Laughlin E. Waters, U. S. Atty., David B. Schefrin, Ronald S. Rosen, Lloyd F. Dunn, Asst. U. S. Attys., Los Angeles, Cal., for appellee.
Before POPE, FEE, and HAMLEY, Circuit Judges.
Tony Campos Mejia was convicted of the crime of unlawfully receiving, concealing, and transporting marijuana. On this appeal, he contends that it was error to grant the motion of the government to join his case for trial with that of another defendant. He further contends that it was error to deny his motion for a new trial made on the ground that the trial of the two cases together had prevented him from having a fair trial. Finally, appellant argues that the evidence is insufficient to support the verdict, and that his motion for judgment of acquittal made at the close of the trial should have been granted.
Appellant was charged in a single-count indictment with a violation of 21 U.S.C.A. § 176a, in that he had unlawfully received, concealed, and transported forty-seven pounds of bulk marijuana. At the time of his arraignment on this charge, the government moved that his case be joined for trial with that of one Peter Young. Young had previously been indicted on two counts of unlawfully receiving, concealing, and transporting marijuana, and two counts of selling marijuana.
In moving for such joinder, the government pointed out that count four of the indictment against Young pertained to the same transaction involving forty-seven pounds of bulk marijuana, which was the basis of the single-count indictment against appellant. The government represented that the same evidence would be offered to prove both the single charge against appellant and count four against Young. It was not contended that appellant had any connection with the narcotics-law violations charged against Young in the first three counts of his indictment.
Resisting this motion, appellant disclaimed any connection with the offense with which he was charged, his defense being alibi. He represented that he had no knowledge of Young or any of the incidents involved in the Young indictment.
It is conceded that the joinder of these two cases for trial is permissible under the literal language of Rules 13 and 8(b), Federal Rules of Criminal Procedure, 18 U.S.C.A. It is asserted, however, that at the time the motion for joinder was argued, it was apparent that appellant would be prejudiced by such joinder. Appellant urges that it was therefore an abuse of discretion to grant the motion.
The granting of the motion for joinder represents a determination by the trial court that it was not then apparent that appellant would be prejudiced by such joinder. It is contended that this determination is erroneous because of the fact that there was a ratio of four to one between the number of counts in the two indictments.
We do not agree. Substantial disparity in the number of counts in the indictments against two individuals who are required to stand trial together may or may not be prejudicial, according to the circumstances of the case.
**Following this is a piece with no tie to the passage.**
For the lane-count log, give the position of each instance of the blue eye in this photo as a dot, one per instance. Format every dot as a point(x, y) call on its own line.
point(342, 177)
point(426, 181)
Looking at the record as it was at the time the motion for joinder was granted, we find no circumstances pointing to the probability that appellant would be prejudiced. The court then knew that the government would make no attempt to associate appellant with the first three counts of the Young indictment. It was also aware of the protection which could be afforded appellant, by way of instructions to the jury, to minimize the danger of the jury's possible antipathy towards Young being visited upon appellant.
We therefore hold that the court did not abuse its discretion in granting the motion to join these cases for trial.
During the trial, extensive testimony was received concerning all four counts of the Young indictment, only the last of which involved appellant. Young admitted almost every element of each of the four offenses charged against him, relying upon the defense of entrapment. Because of these and other circumstances, appellant argues that the jury was probably confused as to the evidence pertaining only to him. It is also argued that, for the same reasons, the jury probably developed a prejudice against appellant which would not have existed had appellant been tried separately.
These, again, were considerations addressed to the sound discretion of the trial court when it passed upon the motion for a new trial. Since the offenses charged against Young and appellant were relatively simple in nature, and clearly separable for purposes of proof, the court apparently concluded that the jury had not been confused. The fact that the proof against Young, including his own admissions, was relatively strong, would not necessarily redound to the disadvantage of appellant. The court apparently concluded that it did not. There is nothing in the record before us which would warrant us in reaching a contrary conclusion.
The court also gave protective instructions designed to insure against any possible confusion or prejudice.
We hold that the trial court did not abuse its discretion in denying the motion for a new trial.
The evidence was sufficient to support the verdict of the jury.